Sabtu 01 Sep 2018 07:32 WIB

Asosiasi Sebut Jumlah Fintech Syariah Semakin Bertambah

Rata-rata fintech syariah masih berbentuk crowdfunding

Rep: Iit Septyaningsih/ Red: Ichsan Emrald Alamsyah
PT Zahir Internasional kini mempunyai layanan fintech syariah yang dinamakan Zahir Capital Hub.
Foto: Dok Zahir
PT Zahir Internasional kini mempunyai layanan fintech syariah yang dinamakan Zahir Capital Hub.

REPUBLIKA.CO.ID, JAKARTA -- Jumlah perusahaan financial technology (fintech) syariah di Tanah Air semakin bertambah.
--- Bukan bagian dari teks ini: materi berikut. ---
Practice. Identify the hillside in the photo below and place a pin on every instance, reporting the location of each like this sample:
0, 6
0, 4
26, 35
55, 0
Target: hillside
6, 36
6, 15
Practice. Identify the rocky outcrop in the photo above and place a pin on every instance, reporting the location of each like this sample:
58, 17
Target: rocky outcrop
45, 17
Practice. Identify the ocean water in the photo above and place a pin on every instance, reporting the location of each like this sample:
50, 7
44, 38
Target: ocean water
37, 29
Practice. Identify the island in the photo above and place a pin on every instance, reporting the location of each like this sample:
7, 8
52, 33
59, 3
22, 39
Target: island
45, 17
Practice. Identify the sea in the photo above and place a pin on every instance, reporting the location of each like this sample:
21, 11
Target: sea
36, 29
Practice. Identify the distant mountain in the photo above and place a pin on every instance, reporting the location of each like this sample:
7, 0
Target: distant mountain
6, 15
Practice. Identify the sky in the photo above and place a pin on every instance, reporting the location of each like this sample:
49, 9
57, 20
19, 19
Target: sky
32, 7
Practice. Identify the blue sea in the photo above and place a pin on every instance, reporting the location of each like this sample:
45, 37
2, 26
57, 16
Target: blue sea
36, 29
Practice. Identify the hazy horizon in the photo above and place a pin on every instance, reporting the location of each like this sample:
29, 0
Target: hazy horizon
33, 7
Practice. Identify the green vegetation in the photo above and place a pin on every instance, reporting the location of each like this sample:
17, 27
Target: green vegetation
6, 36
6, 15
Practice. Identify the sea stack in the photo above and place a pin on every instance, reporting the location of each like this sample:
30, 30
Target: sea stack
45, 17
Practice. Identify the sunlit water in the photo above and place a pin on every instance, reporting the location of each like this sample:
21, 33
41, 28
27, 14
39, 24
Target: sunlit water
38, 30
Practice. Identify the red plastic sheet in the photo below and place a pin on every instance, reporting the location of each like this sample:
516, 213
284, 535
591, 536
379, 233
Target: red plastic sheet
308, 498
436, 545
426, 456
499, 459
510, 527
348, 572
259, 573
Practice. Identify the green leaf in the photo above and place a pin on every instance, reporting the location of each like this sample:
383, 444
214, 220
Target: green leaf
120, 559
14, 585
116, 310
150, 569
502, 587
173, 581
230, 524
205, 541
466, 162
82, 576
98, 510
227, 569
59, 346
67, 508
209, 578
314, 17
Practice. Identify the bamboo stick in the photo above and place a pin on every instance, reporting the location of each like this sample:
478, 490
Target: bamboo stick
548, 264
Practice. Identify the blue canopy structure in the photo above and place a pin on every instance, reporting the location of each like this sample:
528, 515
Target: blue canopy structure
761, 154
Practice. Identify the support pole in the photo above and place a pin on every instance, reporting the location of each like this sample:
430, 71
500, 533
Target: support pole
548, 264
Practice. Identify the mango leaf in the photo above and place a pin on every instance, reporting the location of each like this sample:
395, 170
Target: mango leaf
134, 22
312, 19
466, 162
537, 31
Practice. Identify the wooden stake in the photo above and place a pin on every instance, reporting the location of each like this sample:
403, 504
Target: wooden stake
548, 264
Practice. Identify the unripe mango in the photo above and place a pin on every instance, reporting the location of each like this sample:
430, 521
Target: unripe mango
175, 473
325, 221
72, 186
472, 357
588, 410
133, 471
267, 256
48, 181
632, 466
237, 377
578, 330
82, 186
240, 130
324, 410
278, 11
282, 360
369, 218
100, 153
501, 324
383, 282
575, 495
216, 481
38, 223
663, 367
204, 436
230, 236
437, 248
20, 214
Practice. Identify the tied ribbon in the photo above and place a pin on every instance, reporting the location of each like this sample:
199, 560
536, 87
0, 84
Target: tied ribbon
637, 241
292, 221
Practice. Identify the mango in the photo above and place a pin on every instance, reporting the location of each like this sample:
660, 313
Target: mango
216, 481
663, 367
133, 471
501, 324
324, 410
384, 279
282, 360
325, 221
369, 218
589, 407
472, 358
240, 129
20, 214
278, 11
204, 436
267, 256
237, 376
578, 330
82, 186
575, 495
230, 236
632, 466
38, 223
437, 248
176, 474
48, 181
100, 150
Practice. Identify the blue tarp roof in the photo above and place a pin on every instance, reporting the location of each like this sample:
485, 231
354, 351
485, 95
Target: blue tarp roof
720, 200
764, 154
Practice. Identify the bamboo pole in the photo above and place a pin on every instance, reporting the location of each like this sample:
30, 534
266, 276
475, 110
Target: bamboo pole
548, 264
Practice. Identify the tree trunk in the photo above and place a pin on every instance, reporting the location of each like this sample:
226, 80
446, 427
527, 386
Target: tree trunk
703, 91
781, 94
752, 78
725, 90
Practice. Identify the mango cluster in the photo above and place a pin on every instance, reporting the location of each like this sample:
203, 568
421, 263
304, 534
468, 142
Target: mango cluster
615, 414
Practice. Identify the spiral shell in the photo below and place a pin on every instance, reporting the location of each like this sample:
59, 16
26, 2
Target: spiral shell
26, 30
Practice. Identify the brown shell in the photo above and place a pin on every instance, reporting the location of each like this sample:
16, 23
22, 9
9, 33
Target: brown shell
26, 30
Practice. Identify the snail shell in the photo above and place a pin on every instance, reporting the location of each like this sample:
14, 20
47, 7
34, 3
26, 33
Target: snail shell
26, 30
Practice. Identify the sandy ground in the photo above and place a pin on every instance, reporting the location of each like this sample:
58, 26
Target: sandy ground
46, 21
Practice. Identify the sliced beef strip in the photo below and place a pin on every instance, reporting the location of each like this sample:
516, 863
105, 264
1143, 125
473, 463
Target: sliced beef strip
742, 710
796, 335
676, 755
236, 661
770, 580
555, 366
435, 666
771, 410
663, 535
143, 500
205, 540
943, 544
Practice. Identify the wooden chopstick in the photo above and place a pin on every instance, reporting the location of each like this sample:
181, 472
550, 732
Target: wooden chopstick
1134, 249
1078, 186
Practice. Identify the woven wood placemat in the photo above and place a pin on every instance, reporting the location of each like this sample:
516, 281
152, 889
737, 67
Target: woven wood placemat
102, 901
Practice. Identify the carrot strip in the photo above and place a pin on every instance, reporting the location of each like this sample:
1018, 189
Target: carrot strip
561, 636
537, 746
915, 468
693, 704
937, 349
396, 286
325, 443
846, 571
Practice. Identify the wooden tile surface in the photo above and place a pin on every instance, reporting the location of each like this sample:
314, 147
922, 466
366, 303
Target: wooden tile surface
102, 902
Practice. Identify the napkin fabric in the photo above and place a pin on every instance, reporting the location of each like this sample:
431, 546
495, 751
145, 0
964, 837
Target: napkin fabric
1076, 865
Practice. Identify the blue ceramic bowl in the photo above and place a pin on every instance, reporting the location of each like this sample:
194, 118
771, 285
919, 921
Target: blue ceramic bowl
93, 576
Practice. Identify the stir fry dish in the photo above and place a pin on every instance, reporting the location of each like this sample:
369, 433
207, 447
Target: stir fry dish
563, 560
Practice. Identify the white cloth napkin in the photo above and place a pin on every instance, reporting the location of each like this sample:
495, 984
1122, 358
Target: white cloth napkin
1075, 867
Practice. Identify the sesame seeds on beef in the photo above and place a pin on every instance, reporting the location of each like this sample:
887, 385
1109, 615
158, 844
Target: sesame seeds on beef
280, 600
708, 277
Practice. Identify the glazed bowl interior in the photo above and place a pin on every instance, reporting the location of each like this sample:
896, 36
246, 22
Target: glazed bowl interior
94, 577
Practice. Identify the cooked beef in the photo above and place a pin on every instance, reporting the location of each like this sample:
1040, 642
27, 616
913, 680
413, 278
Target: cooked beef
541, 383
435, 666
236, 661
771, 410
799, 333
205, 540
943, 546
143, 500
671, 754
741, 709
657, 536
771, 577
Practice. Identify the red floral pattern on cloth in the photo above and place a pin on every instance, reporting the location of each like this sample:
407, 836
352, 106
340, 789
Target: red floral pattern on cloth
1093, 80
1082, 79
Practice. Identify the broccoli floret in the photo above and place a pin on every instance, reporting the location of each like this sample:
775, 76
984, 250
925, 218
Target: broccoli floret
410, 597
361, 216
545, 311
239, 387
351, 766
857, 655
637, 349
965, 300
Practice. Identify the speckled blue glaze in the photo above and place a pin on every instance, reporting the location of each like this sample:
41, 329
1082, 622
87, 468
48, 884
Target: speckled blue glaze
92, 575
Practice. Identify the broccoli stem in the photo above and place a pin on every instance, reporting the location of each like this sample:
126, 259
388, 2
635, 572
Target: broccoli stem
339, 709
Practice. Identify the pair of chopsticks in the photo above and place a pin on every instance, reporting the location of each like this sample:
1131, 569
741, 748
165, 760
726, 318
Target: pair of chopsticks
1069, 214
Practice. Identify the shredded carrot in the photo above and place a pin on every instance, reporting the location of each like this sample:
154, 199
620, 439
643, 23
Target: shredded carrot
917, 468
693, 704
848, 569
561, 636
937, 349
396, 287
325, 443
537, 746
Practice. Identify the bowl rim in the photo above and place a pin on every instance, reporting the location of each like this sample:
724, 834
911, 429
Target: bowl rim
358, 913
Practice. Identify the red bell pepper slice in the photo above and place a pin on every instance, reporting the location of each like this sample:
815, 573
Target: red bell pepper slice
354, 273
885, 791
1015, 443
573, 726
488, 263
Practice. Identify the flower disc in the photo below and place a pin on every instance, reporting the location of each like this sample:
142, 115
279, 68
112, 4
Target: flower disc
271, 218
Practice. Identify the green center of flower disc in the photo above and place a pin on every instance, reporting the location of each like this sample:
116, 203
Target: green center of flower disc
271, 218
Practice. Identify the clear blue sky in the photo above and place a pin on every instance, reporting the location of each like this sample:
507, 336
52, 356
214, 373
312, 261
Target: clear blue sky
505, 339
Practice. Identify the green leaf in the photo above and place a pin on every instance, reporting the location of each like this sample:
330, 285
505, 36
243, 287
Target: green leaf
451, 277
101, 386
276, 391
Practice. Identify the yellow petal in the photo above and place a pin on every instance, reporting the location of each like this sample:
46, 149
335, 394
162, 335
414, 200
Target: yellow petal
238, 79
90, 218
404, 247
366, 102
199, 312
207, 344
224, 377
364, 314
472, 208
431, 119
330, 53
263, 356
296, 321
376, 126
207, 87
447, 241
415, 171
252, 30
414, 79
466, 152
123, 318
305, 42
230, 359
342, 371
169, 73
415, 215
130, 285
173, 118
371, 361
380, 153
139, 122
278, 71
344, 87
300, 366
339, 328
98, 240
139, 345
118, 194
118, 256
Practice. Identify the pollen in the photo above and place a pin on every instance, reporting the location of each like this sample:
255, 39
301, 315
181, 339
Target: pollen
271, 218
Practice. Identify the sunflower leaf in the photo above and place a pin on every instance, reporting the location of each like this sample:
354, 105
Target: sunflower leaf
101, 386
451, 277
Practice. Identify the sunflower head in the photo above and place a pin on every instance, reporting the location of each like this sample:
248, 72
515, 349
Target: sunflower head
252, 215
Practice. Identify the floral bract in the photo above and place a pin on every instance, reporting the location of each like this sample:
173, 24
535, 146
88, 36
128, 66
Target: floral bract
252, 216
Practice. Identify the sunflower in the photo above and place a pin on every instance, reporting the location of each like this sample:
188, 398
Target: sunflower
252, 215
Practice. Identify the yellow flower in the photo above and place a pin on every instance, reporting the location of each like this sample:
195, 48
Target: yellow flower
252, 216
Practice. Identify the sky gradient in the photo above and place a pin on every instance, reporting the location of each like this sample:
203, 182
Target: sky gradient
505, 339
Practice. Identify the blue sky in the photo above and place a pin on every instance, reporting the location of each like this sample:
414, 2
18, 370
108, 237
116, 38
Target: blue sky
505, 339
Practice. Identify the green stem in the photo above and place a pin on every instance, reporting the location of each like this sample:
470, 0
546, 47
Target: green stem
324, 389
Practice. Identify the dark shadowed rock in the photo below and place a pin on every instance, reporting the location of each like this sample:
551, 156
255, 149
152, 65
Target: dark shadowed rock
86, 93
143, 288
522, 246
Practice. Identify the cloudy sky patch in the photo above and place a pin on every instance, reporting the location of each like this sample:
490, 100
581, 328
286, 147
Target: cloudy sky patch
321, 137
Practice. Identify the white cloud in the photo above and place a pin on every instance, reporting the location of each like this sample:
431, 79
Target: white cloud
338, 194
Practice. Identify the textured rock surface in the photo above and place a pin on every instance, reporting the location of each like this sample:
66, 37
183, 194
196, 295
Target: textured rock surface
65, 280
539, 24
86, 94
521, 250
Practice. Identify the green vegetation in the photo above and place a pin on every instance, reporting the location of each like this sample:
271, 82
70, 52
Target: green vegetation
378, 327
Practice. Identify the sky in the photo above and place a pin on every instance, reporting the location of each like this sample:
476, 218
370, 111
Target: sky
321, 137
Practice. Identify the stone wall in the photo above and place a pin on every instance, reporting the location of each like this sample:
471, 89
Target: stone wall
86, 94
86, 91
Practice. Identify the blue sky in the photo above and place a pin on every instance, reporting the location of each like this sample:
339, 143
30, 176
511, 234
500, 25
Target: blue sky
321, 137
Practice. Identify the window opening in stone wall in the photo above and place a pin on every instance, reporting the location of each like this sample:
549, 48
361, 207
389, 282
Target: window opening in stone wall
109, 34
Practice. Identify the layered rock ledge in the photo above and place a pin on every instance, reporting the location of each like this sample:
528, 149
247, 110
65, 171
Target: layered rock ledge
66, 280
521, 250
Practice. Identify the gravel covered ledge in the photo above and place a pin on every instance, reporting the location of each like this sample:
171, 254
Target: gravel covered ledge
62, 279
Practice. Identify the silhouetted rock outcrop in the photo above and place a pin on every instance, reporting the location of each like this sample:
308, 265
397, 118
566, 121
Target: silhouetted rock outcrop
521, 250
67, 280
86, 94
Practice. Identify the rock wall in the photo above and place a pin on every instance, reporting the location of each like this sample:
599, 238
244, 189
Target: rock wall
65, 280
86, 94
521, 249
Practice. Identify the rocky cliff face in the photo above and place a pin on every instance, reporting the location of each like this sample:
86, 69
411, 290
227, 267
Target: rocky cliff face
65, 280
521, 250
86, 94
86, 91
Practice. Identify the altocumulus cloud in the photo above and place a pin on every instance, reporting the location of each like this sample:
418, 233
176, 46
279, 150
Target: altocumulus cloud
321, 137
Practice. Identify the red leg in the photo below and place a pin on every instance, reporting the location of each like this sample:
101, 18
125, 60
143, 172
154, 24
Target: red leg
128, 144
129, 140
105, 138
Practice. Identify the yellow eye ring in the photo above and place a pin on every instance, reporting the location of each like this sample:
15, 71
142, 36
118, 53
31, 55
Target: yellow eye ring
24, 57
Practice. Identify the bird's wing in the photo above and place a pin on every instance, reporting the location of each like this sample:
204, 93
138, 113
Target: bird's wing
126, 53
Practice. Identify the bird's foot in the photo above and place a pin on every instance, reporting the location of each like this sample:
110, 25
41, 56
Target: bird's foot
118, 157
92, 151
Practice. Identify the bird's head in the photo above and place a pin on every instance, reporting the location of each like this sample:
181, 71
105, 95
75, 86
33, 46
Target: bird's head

Asosiasi Fintech Syariah Indonesia (AFSI) mencatat, saat ini ada 27 teknologi finansial (fintech) syariah.

Sebelumnya pada Desember 2017, ketika asosiasi baru berdiri hanya ada 10 fintech syariah lalu setelah mendapat undangan dari Dewan Syariah Nasional Majelis Ulama Indonesia (DSN MUI) bertambah lagi menjadi sekitar 18.

Ketua Umum Asosiasi Fintech Syariah Indonesia (ASFI) Ronald Yusuf Wijaya mengatakan, model bisnis fintech di AFSI beragam meliputi peer to peer (p2p) lending, aggregator, dan lainnya. Hanya saja rata-rata merupakan fintech crowdfunding.

Setelah PT Ammana Fintek Syariah dan PT Dana Syariah Indonesia resmi terdaftar di Otoritas Jasa Keuangan (OJK), ada tujuh lagi yang tengah mendaftar ke regulator. “Dalam waktu dekat atau satu sampai dua bulan ke depan, ada empat fintech syariah anggota ASFI yang akan terdaftar di OJK. Dokumennya sudah lengkap sedang menunggu survei,” kata Ronald kepada Republika.co.id.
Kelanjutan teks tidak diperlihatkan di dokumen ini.